[Feature Request] Add message queue between model clients and vllm or ollama servers

camel-ai / camel

🐫 CAMEL: Finding the Scaling Law of Agents. The first and the best multi-agent framework. https://www.camel-ai.org

https://docs.camel-ai.org/

Apache License 2.0

5.71k stars 695 forks source link

[Feature Request] Add message queue between model clients and vllm or ollama servers #747

Open lightaime opened 4 months ago

lightaime commented 4 months ago

Required prerequisites

[X] I have searched the Issue Tracker and Discussions that this hasn't already been reported. (+1 or comment there if it has.)
[ ] Consider asking first in a Discussion.

Motivation

For load balance between multiple model clients and vllm or ollama servers:

[ ] Add Kafka: https://kafka.apache.org/08/documentation.html

The message queue abstraction can be also used for workforce or task assignment. We should take this into consideration.

Solution

No response

Alternatives

No response

Additional context

No response

Asher-hss commented 4 months ago

Perhaps RabbitMQ is also a good choice?

Wendong-Fan commented 3 months ago

from Guohao: we can use message queue to do message exchange and load balance in CAMEL the design maybe a little bit different based on the case

Wendong-Fan commented 3 months ago

Agent - Agent Task -Agent Agent - Model

the queue is independent and will not expose to user

lightaime commented 3 months ago

A good design may be

AgentModelLoaderBalancer(model_server_urls: List[str]) -> loader_balancer_url: str

Wendong-Fan commented 3 months ago

can make it as an independent package

sfc-gh-yihuang2 commented 3 months ago

Could you please provide more context about the feature and its requirements? I have the following questions:

What is the size of the messages (average or maximum, or estimation)?
What kind of message ordering is required? For example, total ordering across agents, per-agent ordering, or is ordering not a concern?
What level of message delivery guarantee is needed (e.g., at least once, at most once, exactly once)?

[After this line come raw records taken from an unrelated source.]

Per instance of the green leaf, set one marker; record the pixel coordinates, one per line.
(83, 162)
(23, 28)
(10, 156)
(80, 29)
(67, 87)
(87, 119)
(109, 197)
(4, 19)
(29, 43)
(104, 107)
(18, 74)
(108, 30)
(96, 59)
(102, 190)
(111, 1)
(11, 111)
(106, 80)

Additionally, could someone please explain the abstraction of 'Task' to me? I would really appreciate it.

Thanks!

Appointat commented 3 months ago

@sfc-gh-yihuang-2 Hello, thank you for your interest in this issue. Since this feature is still under research and design, some information may not be accurate:

The number of messages will far exceed what the limited llm models can "evenly" handle (it will be on a much larger scale).
Message order is based on priority (msg priority or agent priority) and some other optimization algorithms.
We prefer "exactly once," but theoretically, we should ensure at least once.

The Task is just a task that needs to be solved by the agents.